A. Bilateral symmetric high-frequency sensorineural hearing loss due to chronic endoplasmic reticulum stress and apoptosis of cochlear hair cells from wolframin deficiency
B. Unilateral low-frequency sensorineural hearing loss due to viral labyrinthitis affecting the cochlear apex
C. Progressive bilateral conductive hearing loss from chronic otitis media with ossicular erosion
D. Conductive hearing loss with air-bone gap secondary to ossicular fixation and middle ear effusion
Explanation
Why option 1 is correct
Wolfram syndrome (DIDMOAD) is an autosomal recessive neurodegenerative disorder caused by biallelic mutations in WFS1, which encodes wolframin—a transmembrane endoplasmic reticulum protein regulating calcium homeostasis and ER stress. Loss of wolframin causes chronic ER stress and apoptosis in multiple tissues, including cochlear and vestibular hair cells. The resulting sensorineural hearing loss is characteristically bilateral, symmetric, and high-frequency, appearing around age 16 and progressing over time. This pattern at B is pathognomonic for Wolfram syndrome and distinguishes it from other causes of deafness in the DIDMOAD tetrad. The audiogram pattern directly reflects the underlying pathophysiology of hair cell loss from ER stress-induced apoptosis.

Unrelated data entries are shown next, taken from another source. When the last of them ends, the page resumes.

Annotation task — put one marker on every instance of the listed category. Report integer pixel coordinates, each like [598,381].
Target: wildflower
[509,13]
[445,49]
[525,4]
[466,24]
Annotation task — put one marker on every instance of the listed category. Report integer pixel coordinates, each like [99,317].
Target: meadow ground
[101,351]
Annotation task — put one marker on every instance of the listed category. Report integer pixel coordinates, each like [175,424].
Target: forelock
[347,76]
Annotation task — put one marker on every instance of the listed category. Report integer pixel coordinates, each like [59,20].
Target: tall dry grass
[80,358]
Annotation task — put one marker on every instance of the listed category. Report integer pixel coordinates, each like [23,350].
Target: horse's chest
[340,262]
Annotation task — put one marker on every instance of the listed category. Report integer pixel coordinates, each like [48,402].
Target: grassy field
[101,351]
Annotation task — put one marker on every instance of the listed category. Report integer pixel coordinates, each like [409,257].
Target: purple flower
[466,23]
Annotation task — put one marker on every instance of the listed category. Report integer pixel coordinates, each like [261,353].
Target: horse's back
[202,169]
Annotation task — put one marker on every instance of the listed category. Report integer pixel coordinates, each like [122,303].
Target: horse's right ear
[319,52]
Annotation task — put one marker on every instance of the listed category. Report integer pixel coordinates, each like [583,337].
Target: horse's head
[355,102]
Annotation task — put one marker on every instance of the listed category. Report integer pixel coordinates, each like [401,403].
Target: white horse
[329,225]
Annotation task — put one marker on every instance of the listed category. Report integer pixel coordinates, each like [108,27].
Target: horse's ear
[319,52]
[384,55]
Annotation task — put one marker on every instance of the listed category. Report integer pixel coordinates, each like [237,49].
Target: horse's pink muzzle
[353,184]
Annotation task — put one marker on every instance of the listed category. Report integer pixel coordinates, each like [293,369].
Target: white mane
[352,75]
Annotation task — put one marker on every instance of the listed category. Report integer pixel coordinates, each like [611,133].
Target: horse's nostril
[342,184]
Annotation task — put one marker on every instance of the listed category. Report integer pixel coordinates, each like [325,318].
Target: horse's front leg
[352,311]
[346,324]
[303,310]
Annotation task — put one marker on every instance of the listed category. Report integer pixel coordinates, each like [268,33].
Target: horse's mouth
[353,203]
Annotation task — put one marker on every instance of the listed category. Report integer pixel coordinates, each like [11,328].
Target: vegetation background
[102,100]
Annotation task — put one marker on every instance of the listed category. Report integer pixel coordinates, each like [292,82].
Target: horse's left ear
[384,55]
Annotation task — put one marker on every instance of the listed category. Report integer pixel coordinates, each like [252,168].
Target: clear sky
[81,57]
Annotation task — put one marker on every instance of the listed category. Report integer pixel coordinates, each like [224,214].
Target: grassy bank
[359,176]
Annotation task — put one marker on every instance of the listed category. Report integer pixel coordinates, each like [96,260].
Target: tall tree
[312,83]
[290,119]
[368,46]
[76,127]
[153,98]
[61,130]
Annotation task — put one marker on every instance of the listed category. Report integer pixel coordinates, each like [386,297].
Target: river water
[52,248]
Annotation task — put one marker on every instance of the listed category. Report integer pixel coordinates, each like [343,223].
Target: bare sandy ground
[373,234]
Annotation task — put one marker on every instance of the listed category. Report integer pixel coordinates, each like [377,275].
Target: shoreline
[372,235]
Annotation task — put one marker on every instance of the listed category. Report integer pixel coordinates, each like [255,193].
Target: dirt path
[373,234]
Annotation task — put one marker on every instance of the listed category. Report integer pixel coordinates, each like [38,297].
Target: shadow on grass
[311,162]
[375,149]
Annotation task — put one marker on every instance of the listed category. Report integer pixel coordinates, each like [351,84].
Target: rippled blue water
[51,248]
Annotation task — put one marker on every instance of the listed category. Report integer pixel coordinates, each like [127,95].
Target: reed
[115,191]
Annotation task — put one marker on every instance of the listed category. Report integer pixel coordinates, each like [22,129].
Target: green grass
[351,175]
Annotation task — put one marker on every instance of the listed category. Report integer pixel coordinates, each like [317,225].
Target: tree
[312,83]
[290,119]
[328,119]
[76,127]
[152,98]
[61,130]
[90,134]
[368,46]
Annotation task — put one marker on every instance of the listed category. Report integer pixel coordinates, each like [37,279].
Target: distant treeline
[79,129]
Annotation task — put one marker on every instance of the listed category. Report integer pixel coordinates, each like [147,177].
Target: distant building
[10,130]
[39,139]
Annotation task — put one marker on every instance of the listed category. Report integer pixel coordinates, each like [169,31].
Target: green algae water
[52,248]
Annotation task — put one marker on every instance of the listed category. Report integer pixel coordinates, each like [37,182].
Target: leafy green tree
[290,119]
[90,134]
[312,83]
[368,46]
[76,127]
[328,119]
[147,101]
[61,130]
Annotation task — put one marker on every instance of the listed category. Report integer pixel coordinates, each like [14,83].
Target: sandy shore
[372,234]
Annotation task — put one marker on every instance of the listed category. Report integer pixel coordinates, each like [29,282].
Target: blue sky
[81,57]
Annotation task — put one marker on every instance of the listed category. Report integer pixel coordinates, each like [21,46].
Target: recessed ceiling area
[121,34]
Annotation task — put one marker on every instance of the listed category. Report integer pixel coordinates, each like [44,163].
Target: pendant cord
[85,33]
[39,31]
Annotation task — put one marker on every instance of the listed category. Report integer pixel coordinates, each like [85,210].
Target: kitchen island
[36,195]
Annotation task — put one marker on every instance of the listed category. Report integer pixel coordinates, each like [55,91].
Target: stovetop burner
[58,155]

Why each distractor is wrong
Option 2 (Conductive hearing loss with air-bone gap): This describes the pattern at C in the diagram. Conductive loss is not a feature of Wolfram syndrome; the hearing loss is sensorineural. Air-bone gaps are seen in otosclerosis, ossicular fixation, or middle ear disease—none of which are associated with WFS1 mutations.
Option 3 (Unilateral low-frequency SNHL from viral labyrinthitis): This describes the pattern at D (sloping unilateral SNHL). Wolfram syndrome causes bilateral, not unilateral, hearing loss. Viral labyrinthitis is an acute infectious process unrelated to the chronic ER stress pathophysiology of Wolfram syndrome.
Option 4 (Progressive bilateral conductive loss from chronic otitis media): Wolfram syndrome does not cause conductive hearing loss or chronic otitis media. The hearing loss is sensorineural, not conductive, and reflects primary hair cell dysfunction from wolframin deficiency, not middle ear pathology.
High-YieldNEET PG
DIDMOAD = Diabetes Insipidus + Diabetes Mellitus + Optic Atrophy + Deafness; the deafness is always bilateral high-frequency SNHL on audiometry, caused by WFS1-mediated ER stress in hair cells.